In the seven years between 2000 and 2007, the world undertook a massive push to increase enrollments for all children in primary school. This organized effort was successful in reducing the worldwide number of out-of-school children by 40%. Surely, for many, the hope (and even the expectation) at that time was for a fast-approaching elimination of this global dilemma.
So, what of our progress in the last seven years?
We’ve been stopped in our tracks.
Since 2007, there has been nearly no change in the number of children left out of school each year. Data recently released by UNESCO suggest that in 2012, 58 million primary-age children were out of school, an increase of 1 million since 2010!
So what can be done to get these 58 million children into school? To answer this question, we must first gain a clear understanding of the barriers restricting children from participating in primary education. There are essentially two drivers of the current underenrollment problem:
- Inadequate supply of education services
- Low demand for education services
Increasing access to school requires policies and programs accurately targeted to address both the supply-side and demand-side barriers to schooling.
Government supply is critical but insufficient to meet global demand for education services
In most countries, governments are the major supplier of basic education services. As such, it stands to reason that most discussions of the out-of-school population focus on increasing the supply of government education services. However, much too often, government expansion is discussed as the only option for raising the supply of education.
Consideration of the state supply of education services is critical, but insufficient.
Recent World Bank research from Kasoa, Ghana provides evidence that private providers respond quickly to increasing demand for education. Where internal migration in Kasoa has caused the population to rapidly increase, the government has been slow to respond with an adequate supply of school services (Figure 1).
Figure 1. Ratio of the city’s population to the number of public schools, Kasoa, Ghana
In total, there are only 7 public schools in this city, whose estimated population is over 100,000. As a result, the private sector has expanded rapidly to meet the growing demand in the market (Figure 2).
Figure 2. Growth of non-government education providers (primary and secondary), Kasoa, Ghana
As we work towards the goal of seeing every child gain access to a high-quality basic education, particularly amidst a global decline in the amount of resources available for education, we need to recognize and leverage the contributions that private providers can offer to education. In many countries, the private sector is already helping, and will continue to help, overcome a number of obstacles currently restricting the education sector’s potentially robust contributions to reaching shared prosperity and poverty reduction.
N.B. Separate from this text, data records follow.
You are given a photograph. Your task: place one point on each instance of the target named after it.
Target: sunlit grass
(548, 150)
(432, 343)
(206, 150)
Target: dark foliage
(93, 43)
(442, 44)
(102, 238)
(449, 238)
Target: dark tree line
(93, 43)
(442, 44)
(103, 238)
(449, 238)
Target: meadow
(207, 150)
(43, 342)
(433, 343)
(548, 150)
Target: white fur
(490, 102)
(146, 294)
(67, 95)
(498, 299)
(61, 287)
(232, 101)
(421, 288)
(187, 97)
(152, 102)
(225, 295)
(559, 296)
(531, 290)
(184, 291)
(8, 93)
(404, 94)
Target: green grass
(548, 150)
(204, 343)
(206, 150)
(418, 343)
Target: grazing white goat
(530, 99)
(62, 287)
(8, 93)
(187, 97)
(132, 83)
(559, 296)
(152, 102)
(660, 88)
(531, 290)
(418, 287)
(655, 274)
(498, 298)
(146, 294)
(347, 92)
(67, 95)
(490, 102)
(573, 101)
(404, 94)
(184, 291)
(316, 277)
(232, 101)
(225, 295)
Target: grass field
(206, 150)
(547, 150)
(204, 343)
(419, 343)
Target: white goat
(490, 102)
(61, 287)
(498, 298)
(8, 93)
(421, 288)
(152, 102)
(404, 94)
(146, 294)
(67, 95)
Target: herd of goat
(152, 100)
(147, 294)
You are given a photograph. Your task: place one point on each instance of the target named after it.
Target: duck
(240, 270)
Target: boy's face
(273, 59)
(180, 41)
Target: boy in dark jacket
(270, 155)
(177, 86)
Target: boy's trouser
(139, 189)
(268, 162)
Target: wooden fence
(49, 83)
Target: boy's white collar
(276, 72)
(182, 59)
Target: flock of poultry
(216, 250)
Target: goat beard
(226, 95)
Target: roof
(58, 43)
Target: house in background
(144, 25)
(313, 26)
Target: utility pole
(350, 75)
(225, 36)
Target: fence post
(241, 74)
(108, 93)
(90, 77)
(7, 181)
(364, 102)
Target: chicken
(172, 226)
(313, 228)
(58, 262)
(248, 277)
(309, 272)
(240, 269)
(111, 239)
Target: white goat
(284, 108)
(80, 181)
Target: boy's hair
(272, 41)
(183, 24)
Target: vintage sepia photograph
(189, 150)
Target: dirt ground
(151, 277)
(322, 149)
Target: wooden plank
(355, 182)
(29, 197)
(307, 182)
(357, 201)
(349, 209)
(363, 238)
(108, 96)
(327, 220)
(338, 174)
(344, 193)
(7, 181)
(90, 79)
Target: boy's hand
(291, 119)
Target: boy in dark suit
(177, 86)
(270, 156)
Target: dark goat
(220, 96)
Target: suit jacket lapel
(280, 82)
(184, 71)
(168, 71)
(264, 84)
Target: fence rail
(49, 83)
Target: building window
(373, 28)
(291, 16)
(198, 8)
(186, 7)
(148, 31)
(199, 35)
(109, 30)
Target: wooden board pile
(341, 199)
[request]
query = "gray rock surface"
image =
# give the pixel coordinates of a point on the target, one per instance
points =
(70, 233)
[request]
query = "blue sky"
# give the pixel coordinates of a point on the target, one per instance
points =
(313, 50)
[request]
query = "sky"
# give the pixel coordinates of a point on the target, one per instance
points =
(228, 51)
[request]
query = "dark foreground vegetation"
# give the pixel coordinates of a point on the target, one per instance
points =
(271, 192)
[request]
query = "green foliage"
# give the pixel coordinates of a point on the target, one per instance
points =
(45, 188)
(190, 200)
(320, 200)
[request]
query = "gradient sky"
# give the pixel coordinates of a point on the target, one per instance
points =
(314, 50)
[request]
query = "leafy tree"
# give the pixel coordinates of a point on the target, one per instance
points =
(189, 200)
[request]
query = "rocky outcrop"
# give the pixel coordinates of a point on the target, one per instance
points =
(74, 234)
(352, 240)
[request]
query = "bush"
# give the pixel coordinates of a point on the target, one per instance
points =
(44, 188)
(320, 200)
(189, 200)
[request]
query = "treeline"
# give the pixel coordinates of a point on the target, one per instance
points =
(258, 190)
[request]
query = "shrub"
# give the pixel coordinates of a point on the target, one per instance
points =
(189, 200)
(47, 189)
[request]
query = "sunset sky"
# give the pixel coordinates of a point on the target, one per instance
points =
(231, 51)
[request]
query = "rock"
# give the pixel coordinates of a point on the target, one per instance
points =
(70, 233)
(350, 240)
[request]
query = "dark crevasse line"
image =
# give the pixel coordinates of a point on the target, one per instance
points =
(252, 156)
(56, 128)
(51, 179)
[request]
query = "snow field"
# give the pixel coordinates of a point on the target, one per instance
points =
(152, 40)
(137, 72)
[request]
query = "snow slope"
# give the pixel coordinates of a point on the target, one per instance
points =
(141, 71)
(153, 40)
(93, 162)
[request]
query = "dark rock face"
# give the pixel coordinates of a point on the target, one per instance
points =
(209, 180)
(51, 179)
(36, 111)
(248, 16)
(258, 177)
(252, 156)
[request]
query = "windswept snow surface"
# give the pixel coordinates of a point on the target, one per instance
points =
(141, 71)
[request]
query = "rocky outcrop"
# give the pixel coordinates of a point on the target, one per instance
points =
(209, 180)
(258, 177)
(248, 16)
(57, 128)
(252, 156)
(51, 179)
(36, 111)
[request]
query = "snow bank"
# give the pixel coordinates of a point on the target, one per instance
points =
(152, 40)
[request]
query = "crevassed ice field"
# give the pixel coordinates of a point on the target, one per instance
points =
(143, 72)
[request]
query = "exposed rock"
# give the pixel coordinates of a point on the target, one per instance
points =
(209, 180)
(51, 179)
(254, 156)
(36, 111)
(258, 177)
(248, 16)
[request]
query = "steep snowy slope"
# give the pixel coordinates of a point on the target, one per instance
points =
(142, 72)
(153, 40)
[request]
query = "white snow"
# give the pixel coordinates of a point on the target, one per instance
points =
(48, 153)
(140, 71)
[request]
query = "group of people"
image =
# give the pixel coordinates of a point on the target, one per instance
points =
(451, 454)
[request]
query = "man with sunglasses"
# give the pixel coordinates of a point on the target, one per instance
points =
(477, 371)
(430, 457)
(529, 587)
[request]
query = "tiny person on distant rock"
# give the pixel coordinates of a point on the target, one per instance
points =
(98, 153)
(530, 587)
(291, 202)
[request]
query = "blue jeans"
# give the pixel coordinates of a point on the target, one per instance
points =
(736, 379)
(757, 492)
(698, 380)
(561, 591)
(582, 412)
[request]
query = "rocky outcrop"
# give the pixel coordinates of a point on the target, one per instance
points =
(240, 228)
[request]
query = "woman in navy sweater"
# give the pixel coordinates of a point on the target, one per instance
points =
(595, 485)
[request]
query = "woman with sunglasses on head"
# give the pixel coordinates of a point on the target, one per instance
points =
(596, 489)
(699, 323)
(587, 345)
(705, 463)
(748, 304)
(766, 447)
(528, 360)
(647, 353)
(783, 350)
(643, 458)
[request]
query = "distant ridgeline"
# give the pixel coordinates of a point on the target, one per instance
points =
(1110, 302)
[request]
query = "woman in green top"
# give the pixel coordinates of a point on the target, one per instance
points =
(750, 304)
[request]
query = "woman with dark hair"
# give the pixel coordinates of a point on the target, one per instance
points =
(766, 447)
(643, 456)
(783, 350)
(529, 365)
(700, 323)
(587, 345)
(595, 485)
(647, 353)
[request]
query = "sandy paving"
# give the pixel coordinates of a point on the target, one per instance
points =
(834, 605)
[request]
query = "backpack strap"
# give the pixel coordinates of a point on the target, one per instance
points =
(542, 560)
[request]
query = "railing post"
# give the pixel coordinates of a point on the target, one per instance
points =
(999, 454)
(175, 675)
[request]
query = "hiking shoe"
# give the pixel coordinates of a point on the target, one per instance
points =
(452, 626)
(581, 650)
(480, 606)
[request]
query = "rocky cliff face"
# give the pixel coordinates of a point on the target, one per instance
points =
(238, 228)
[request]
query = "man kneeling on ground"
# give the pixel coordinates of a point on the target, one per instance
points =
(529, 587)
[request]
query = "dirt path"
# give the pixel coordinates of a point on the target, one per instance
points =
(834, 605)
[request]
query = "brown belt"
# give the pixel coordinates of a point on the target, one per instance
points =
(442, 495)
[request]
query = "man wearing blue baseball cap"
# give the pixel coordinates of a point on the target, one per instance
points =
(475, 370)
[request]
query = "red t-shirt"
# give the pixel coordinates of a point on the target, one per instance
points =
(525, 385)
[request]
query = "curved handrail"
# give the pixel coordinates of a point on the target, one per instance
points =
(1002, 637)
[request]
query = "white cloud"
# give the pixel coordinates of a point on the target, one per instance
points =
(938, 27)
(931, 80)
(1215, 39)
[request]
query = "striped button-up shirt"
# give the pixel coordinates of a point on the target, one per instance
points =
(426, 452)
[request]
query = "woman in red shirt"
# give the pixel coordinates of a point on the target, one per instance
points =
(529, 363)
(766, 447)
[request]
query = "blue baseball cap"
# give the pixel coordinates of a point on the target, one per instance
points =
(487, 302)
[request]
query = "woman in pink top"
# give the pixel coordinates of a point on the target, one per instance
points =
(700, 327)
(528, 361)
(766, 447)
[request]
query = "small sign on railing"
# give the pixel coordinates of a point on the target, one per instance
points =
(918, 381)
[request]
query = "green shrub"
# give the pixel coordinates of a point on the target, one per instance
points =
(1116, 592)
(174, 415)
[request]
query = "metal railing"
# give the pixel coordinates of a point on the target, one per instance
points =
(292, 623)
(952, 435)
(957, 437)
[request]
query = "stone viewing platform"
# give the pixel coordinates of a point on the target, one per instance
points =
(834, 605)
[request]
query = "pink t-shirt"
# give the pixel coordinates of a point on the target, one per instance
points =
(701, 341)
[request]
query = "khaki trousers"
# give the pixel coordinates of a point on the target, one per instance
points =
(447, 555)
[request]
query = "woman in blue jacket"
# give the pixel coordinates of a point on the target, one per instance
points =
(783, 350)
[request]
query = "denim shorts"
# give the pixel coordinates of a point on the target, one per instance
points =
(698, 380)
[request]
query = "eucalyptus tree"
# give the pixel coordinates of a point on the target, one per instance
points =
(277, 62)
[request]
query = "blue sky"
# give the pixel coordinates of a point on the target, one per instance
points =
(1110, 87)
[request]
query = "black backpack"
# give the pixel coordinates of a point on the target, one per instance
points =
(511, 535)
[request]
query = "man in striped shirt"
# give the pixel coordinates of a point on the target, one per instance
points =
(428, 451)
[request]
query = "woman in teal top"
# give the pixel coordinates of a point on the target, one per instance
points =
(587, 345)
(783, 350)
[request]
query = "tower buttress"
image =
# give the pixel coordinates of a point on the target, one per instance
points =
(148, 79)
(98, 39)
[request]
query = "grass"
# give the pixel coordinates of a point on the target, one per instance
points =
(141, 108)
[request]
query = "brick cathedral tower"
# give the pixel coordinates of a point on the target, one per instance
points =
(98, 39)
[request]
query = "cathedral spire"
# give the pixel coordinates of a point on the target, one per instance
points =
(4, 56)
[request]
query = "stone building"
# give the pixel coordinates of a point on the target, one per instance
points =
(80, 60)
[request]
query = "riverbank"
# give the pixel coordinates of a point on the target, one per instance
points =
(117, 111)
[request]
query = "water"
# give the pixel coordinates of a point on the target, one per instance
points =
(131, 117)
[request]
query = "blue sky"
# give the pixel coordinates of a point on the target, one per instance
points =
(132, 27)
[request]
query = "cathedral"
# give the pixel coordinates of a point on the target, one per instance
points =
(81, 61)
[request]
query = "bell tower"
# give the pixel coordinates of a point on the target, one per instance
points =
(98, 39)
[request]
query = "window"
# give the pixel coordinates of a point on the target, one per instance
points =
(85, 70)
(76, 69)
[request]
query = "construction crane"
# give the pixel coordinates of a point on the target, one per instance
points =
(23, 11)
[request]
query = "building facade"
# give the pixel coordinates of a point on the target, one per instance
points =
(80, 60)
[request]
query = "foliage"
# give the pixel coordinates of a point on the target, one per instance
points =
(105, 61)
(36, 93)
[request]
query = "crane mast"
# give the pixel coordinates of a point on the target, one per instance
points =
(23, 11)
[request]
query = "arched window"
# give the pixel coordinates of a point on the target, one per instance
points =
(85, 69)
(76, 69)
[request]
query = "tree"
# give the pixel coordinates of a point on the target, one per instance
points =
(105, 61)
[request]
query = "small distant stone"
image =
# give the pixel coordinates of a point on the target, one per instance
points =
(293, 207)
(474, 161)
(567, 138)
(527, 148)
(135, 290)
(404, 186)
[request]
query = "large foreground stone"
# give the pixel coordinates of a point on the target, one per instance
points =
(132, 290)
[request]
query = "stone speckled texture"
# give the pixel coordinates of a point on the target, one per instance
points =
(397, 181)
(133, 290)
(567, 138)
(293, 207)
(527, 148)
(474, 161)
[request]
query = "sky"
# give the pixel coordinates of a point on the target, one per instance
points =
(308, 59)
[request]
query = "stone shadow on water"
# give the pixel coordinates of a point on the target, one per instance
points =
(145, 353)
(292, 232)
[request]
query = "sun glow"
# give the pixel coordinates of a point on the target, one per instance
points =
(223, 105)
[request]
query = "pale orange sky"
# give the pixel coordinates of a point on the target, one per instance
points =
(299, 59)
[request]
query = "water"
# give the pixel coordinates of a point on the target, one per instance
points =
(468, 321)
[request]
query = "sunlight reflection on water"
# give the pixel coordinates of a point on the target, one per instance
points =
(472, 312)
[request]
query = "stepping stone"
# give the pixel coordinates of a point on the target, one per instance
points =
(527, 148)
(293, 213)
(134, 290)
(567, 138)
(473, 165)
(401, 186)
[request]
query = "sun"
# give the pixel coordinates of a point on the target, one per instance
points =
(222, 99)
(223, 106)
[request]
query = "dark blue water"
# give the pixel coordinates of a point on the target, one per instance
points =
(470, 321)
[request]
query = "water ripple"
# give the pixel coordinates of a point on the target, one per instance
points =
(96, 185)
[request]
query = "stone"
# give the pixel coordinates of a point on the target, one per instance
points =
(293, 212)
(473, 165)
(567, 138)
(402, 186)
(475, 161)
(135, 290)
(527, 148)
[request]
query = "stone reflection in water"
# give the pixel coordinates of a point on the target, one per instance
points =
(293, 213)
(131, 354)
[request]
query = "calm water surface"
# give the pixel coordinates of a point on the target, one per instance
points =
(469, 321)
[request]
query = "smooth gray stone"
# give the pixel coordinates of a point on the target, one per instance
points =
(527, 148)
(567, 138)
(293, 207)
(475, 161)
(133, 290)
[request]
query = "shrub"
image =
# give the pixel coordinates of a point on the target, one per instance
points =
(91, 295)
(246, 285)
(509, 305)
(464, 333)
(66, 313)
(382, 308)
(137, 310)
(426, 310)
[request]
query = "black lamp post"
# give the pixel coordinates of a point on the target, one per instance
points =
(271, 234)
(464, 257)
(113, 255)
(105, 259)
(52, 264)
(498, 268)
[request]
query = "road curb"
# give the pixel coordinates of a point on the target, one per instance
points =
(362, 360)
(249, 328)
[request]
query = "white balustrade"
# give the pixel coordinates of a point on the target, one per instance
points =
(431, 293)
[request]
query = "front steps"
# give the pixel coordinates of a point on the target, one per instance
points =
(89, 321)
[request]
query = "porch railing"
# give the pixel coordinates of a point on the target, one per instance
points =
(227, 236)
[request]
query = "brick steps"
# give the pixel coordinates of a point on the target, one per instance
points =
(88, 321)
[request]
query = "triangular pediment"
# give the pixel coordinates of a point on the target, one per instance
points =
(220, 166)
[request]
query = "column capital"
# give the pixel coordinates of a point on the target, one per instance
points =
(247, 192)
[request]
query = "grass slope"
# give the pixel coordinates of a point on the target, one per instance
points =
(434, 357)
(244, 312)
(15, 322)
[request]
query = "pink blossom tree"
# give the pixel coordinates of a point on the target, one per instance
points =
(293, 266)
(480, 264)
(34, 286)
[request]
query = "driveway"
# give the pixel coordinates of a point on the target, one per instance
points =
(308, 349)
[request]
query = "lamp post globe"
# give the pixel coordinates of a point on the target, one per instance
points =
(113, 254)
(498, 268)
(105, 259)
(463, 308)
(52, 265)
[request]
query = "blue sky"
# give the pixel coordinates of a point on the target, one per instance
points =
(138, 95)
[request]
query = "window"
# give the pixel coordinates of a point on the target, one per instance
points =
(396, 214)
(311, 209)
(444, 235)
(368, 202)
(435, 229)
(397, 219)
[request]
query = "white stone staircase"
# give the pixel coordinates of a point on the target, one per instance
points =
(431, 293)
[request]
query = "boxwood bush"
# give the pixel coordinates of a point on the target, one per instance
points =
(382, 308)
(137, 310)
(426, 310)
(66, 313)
To increase demand for education services, we must actively target specific demand-side barriers
Increasing access to schooling involves much more than simply building new schools, buying more textbooks, and training more teachers. A large body of global evidence from impact evaluations of education programs shows that demand-side interventions are often necessary for increasing student participation in school. And the most effective programs have one thing in common: they target the specific demand-side barriers inhibiting universal school attendance. Such barriers can be wide-ranging, including issues such as:
- inadequate school quality
- direct (tuition) and indirect (uniforms, books, tutoring, meals) school costs
- opportunity costs
- cultural norms
- information asymmetries
- health, sanitation, and nutrition deficiencies
Randomized evaluations of conditional cash transfer (CCT) programs in more than 20 countries—including Mexico, Cambodia, Brazil, Kenya, and others—demonstrate considerable impact of even small income infusions on school participation levels. Providing extra income to households offers particularly strong school participation effects for the most financially-burdened families.
A secondary school fee elimination policy in South Africa had positive effects on student attendance, but only for those student populations whose attendance had been previously inhibited by school costs. Simply providing students with information on the returns to schooling in Madagascar and the Dominican Republic was enough to increase student participation in school. Providing students with free school uniforms in Kenya reduced student absenteeism by 85 percent.
The notion seems obvious; unfortunately, too much policymaking is founded on too little information about the drivers of underenrollment. If we are to find success in providing education services for the 58 million children currently out of school, we need to pay closer attention to the supply- and demand-side mechanisms at work.